Deberían saber que la mayor parte del comercio y mercancías que producen, la consumen los españoles de otras regiones, provincias y Comunidades Autónomas. Si un día consiguen por la cerrilidad de algún partido en el gobierno que busca apoyo para continuar en el poder su propósito, no sé cuál debería ser la respuesta, del resto de los Españoles, La mía desde luego sería vetar para mi la compra de cualquier producto que ellos comercialicen. Y peor, porque llevaría a otra guerra civil, la respuesta de los militares, puesto que en la Constitución figura el artículo que habla de que las fuerzas armadas tienen el deber y la obligación de defender la unidad de España, por no poner el país. ¿Qué pasa, que cuatro pelagatos engreídos, pueden poner firmes a todo el resto de españoles por sus sacrosantos cataplines? No lo sé, pero yo, desde luego, no me lo tomaría nada bien, porque dado que ya no tengo edad para combatir, debería convertirme en un perjuro de libro faltando al juramento de defender la unidad de mi país.
Cuando besé la bandera roja y gualda, no mentía, cuando juro, lo hago con convicción y asumiendo la responsabilidad, no como muchos polítiquillos, que juran de medio lado para que no se les note el ramalazo anti Constitucional. Si esto ocurre, o sea que no se pueda evitar un enfrentamiento, no perdonaré nunca a quién me deje por perjuro, porque si algo vale de las personas es su palabra y su integridad. Todo lo demás es accesorio, puede obviarse y nada cambiará, pero perderse el respeto a uno mismo, a sus amigos y familiares, no es de recibo, es quedar como quedan ellos cada vez que abren la boca con un rebuzno nuevo y diario.
Ya sé que para gustos están los colores, pero un país que lleva unido cinco centurias no debería desmontarse por el capricho de cuatro indios emplumados que consideran tener poco poder y dignidad, formando parte, solo de la segunda división política. Demasiado hacen el resto de españoles para que ellos puedan darse pisto y boato. Debería bastarles.

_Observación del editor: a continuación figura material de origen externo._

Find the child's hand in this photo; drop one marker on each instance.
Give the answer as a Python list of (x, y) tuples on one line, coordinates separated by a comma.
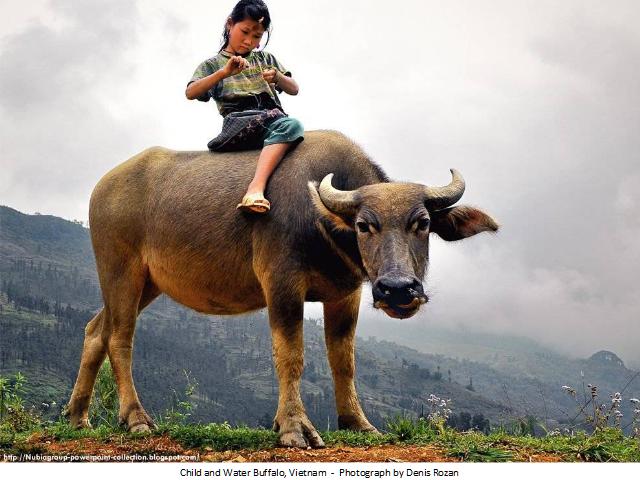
[(270, 76), (235, 65)]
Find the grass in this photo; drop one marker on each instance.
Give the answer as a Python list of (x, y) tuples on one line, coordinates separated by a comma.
[(608, 445)]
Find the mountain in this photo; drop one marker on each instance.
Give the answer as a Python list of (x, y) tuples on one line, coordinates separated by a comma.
[(49, 290)]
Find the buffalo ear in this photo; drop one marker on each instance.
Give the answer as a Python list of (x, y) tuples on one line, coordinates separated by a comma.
[(456, 223), (339, 222)]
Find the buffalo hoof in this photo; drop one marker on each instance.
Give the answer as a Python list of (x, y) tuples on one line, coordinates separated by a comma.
[(298, 433), (356, 424), (137, 421)]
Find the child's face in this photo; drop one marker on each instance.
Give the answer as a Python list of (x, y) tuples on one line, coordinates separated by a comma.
[(244, 36)]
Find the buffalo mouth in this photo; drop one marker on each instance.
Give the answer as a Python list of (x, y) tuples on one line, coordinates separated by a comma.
[(401, 311)]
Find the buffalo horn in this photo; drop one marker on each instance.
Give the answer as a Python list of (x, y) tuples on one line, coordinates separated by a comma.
[(437, 198), (338, 201)]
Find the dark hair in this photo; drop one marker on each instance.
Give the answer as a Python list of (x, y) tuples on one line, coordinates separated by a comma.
[(252, 9)]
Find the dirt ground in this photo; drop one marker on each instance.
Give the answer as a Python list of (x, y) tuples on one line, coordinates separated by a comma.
[(162, 445)]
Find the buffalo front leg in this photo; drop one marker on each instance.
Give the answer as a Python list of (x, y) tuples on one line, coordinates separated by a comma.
[(340, 320), (291, 421)]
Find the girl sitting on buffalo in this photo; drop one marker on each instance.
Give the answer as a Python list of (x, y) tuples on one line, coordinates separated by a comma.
[(244, 82)]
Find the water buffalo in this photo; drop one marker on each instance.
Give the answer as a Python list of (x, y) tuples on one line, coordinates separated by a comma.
[(166, 222)]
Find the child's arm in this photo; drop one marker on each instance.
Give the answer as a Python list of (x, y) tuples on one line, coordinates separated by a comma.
[(200, 87), (287, 84)]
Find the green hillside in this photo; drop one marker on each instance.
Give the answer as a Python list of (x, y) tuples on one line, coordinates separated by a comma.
[(48, 291)]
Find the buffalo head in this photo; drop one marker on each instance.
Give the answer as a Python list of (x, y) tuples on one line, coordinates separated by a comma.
[(392, 222)]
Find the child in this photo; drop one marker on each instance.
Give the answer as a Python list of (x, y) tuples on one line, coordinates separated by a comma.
[(243, 82)]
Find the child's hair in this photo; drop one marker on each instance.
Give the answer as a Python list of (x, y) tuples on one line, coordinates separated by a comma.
[(254, 9)]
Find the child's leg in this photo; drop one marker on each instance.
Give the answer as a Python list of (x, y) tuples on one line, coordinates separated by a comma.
[(269, 158)]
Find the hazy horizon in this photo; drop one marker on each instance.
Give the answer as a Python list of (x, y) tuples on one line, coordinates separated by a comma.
[(537, 103)]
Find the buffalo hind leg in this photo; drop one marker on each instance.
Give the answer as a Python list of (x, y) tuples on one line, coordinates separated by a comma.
[(97, 334), (130, 293), (291, 421), (340, 320), (93, 354)]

Si no les basta solo puedo creer que todo se debe a un egoísmo exacerbado, a un yoyoismo de libro y a una estupidez de antología.
Todas estas son las razones por las que cada día me veo ojiplático cuando me miro en el espejo, ya sé que la palabra ojiplático, no existe, no bobostante, que tampoco existe, y como vivimos en una sociedad conformada a cada instante según la conveniencia política, para permanecer en el poder, de Pedro Sánchez Castejón, no es nada de extrañar que cada mañana permanezca así unos minutos, en silencio frente al espejo, con una cara de tonto que no sería insultante si no reflejara mi gran cabreo, con los políticos que dirigen el país. Total ¿Qué más le da a los menores?, al parecer como de esto no hablan nunca sus teléfonos móviles, es que no existe, y menos para una sociedad infantilizada, carente de valores y en gran parte enferma de psicopatías varias. Y como de todas maneras decirlo no sirve para nada, pues eso, que con su pan se lo coman.